I received this today, and it references a message in the old forum…

See the fourth quarter in the second drawing (obscured) for the source of the base in the first drawing.

I like the second arm’s motto (I think I understand it).


Dear Michael Swanson:

Sometime ago you sent an e-mail message to the North West Company here in Winnipeg which was forwarded to the HBC Archives, also in Winnipeg.  I apologize for the oversight in responding and thank you for your patience.


The coat of arms you posted on the American Heraldry Society forum is the one associated with the North West Company (which merged with the Hudson’s Bay Company in 1821).  The modern North West Company was created out of the sale of certain assets of the Hudson’s Bay Company in 1987.
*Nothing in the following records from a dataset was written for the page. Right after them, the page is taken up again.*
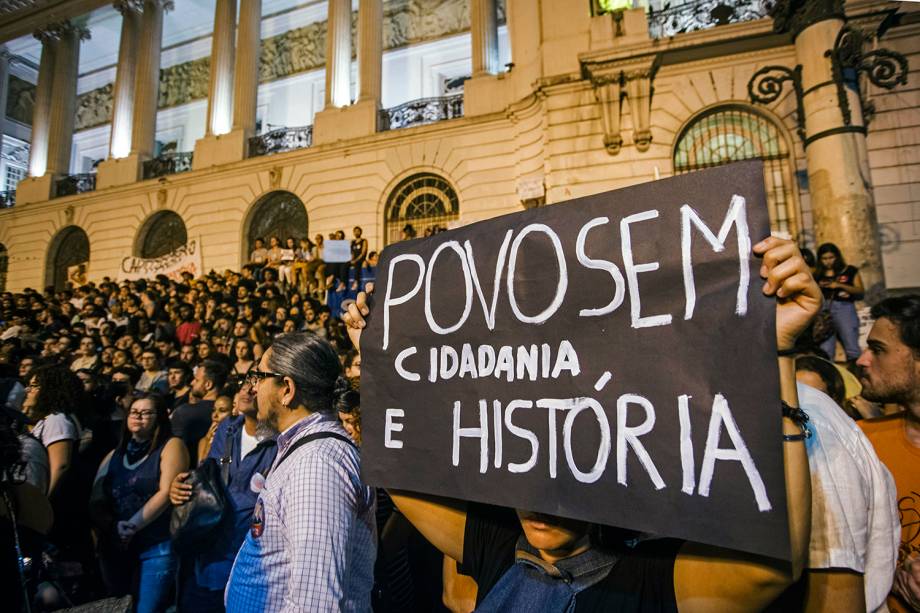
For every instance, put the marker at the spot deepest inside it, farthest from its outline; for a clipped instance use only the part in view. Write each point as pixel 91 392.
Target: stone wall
pixel 552 137
pixel 298 50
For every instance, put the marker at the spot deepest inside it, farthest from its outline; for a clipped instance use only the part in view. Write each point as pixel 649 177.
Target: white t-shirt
pixel 854 516
pixel 247 442
pixel 56 427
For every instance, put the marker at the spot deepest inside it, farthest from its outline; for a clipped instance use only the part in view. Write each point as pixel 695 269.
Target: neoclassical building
pixel 131 129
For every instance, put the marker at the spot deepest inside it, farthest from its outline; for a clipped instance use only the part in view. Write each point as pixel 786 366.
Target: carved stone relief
pixel 298 50
pixel 20 100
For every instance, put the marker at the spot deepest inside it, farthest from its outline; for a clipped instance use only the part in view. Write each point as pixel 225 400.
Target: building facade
pixel 447 112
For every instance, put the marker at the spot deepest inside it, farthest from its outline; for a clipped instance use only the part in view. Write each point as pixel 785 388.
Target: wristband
pixel 800 418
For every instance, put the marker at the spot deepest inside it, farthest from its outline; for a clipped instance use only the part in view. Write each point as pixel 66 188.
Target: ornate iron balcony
pixel 421 112
pixel 703 14
pixel 281 140
pixel 168 164
pixel 75 184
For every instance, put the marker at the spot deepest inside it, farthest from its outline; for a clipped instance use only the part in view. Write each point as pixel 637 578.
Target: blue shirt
pixel 245 482
pixel 313 539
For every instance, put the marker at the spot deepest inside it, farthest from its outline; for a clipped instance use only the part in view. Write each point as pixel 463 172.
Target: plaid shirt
pixel 313 538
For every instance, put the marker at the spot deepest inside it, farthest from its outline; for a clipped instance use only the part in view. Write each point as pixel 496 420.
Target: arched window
pixel 4 265
pixel 732 133
pixel 280 214
pixel 161 233
pixel 68 258
pixel 424 201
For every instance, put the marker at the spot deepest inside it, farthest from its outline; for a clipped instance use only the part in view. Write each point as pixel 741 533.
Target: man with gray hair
pixel 312 542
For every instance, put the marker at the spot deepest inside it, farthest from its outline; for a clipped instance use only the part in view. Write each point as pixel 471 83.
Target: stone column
pixel 4 90
pixel 38 153
pixel 123 96
pixel 147 79
pixel 220 92
pixel 338 54
pixel 246 75
pixel 370 50
pixel 64 97
pixel 484 31
pixel 840 184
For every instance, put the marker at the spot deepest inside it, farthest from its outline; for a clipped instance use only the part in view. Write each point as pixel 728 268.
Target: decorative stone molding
pixel 766 85
pixel 608 93
pixel 54 31
pixel 882 67
pixel 532 191
pixel 629 77
pixel 639 94
pixel 796 15
pixel 132 6
pixel 295 51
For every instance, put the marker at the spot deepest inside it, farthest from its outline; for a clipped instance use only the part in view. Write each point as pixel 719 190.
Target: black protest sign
pixel 610 359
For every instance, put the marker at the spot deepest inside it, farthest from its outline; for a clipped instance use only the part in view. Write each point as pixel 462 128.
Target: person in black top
pixel 841 286
pixel 550 563
pixel 191 422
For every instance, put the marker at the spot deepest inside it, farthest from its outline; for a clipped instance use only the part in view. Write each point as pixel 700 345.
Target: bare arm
pixel 834 590
pixel 459 594
pixel 59 461
pixel 440 520
pixel 707 578
pixel 173 461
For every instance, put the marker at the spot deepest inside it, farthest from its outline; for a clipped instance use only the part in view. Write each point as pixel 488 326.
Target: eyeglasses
pixel 142 414
pixel 253 377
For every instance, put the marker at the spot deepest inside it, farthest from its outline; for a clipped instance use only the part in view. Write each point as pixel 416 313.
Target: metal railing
pixel 281 140
pixel 421 112
pixel 703 14
pixel 168 164
pixel 75 184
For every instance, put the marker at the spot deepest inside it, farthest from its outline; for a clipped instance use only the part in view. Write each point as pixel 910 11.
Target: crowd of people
pixel 119 398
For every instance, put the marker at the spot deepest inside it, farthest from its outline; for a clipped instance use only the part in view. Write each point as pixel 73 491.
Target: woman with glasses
pixel 136 554
pixel 242 349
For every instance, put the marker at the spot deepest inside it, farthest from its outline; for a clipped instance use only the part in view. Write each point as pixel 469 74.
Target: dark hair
pixel 177 364
pixel 349 359
pixel 216 372
pixel 133 373
pixel 59 390
pixel 163 431
pixel 839 263
pixel 829 374
pixel 904 312
pixel 313 365
pixel 809 256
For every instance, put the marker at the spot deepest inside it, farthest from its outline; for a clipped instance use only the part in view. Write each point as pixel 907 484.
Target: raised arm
pixel 441 520
pixel 711 579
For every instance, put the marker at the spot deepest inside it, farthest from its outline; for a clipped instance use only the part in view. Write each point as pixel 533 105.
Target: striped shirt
pixel 313 539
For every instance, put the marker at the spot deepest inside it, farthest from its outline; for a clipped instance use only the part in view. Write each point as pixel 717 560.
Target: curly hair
pixel 59 390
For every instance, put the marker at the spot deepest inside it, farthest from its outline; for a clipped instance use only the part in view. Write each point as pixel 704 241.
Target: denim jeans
pixel 156 578
pixel 194 597
pixel 846 329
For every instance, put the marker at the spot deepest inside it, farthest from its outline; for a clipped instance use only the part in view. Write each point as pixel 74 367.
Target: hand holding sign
pixel 789 279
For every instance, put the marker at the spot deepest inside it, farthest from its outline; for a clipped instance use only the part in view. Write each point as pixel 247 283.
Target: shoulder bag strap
pixel 309 439
pixel 228 454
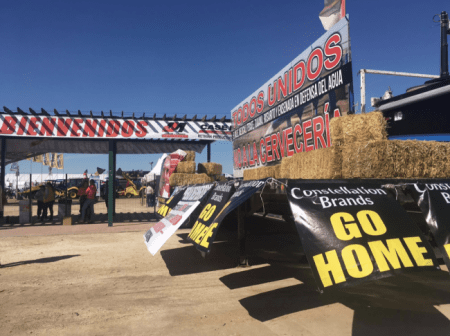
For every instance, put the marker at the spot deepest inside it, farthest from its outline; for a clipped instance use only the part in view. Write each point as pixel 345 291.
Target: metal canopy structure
pixel 24 135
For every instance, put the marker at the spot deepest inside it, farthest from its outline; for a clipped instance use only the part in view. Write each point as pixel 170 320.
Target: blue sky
pixel 197 57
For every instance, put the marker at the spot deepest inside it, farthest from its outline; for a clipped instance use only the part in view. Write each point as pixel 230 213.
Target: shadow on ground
pixel 400 305
pixel 39 261
pixel 10 222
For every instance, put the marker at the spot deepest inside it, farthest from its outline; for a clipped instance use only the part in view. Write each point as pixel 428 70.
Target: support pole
pixel 208 153
pixel 243 259
pixel 2 173
pixel 111 181
pixel 444 45
pixel 31 199
pixel 363 90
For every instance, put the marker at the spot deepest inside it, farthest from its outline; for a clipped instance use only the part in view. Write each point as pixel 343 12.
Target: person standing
pixel 49 200
pixel 82 193
pixel 40 198
pixel 91 192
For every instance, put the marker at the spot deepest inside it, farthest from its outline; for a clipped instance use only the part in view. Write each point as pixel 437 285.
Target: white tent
pixel 156 171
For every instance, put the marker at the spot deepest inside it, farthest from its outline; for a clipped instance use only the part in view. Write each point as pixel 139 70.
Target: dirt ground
pixel 95 280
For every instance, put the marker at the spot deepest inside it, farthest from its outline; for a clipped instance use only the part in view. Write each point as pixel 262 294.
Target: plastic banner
pixel 168 167
pixel 205 224
pixel 291 112
pixel 106 128
pixel 353 233
pixel 434 201
pixel 164 229
pixel 208 232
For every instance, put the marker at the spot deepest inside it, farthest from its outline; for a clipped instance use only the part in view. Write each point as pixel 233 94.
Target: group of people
pixel 87 193
pixel 46 198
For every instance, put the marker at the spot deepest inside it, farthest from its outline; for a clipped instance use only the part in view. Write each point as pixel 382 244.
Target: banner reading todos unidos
pixel 352 233
pixel 434 201
pixel 203 228
pixel 203 234
pixel 291 112
pixel 164 229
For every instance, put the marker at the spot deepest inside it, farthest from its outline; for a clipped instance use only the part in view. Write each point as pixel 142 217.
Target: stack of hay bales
pixel 212 169
pixel 360 149
pixel 262 172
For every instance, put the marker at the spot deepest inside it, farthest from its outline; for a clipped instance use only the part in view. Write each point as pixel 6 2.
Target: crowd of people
pixel 87 196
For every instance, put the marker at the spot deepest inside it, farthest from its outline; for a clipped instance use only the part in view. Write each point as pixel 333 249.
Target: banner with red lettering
pixel 78 127
pixel 291 112
pixel 354 232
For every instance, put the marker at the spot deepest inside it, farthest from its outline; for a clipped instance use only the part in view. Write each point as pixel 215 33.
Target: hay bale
pixel 221 178
pixel 285 167
pixel 186 167
pixel 396 159
pixel 190 156
pixel 324 163
pixel 177 179
pixel 262 172
pixel 358 128
pixel 210 168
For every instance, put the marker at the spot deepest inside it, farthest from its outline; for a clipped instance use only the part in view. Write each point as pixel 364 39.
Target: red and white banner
pixel 77 127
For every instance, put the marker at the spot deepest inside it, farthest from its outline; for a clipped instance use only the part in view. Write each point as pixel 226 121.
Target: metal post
pixel 66 207
pixel 30 199
pixel 2 173
pixel 362 72
pixel 111 181
pixel 444 45
pixel 243 259
pixel 208 153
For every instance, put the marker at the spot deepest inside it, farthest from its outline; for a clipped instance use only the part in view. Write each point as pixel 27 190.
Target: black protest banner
pixel 172 201
pixel 208 233
pixel 204 227
pixel 353 233
pixel 433 200
pixel 166 227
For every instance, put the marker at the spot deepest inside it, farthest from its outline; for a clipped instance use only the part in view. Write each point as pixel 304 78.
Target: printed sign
pixel 177 194
pixel 164 229
pixel 291 112
pixel 353 233
pixel 203 228
pixel 434 201
pixel 203 235
pixel 98 127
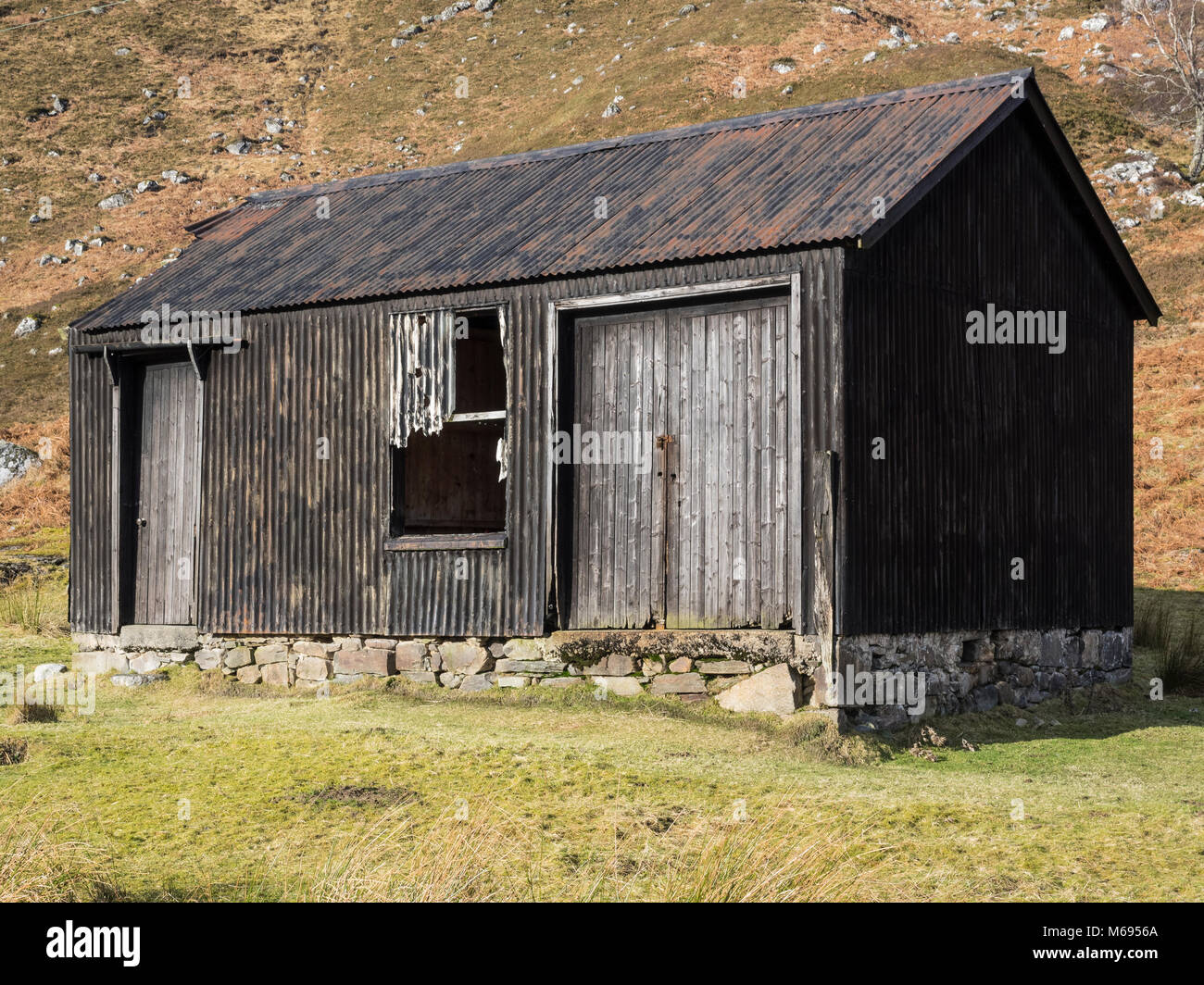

The Library and Archives Canada has a watercolour and gouache work of the NWC coat of arms:


The coat of arms takes certain elements from the “Grant of Arms to William and Simon McGillivray”. The HBC Archives has a parchment facsimile, with the Coat of Arms reproduced in colour, dated 6 June 1823 (vellum): see attached




For more information on the coat of arms you could contact Old Fort William Historical Site:


Again, thank you for your patience.  I hope you find the information useful.




Debra Moore



Head, Acquisition and Special Media

(Still Images, Cartographic and

Moving Images & Sound)

Hudson’s Bay Company Archives

Archives of Manitoba


Joseph McMillan
Joseph McMillan
Total Posts:  7658
Joined  08-06-2004
23 October 2006 20:55

This is a really interesting illustration of the way heraldic-artistic tastes change.  The arms of the MacGillivray brothers contain four classically Celtic quarterings (cat of Clan Chattan, open hand—or is it supposed to be the glove mentioned in the motto?—salmon, galley with crosses crosslet fitchy and hand with dagger in the damaged fourth quarter).  Nowadays, the first three quarters and the distinctive chief would all be depicted in a much more stylized form, but there’s nothing that would preclude a modern artist from emulating the more naturalistic style of the 18th/19th century if he wanted to.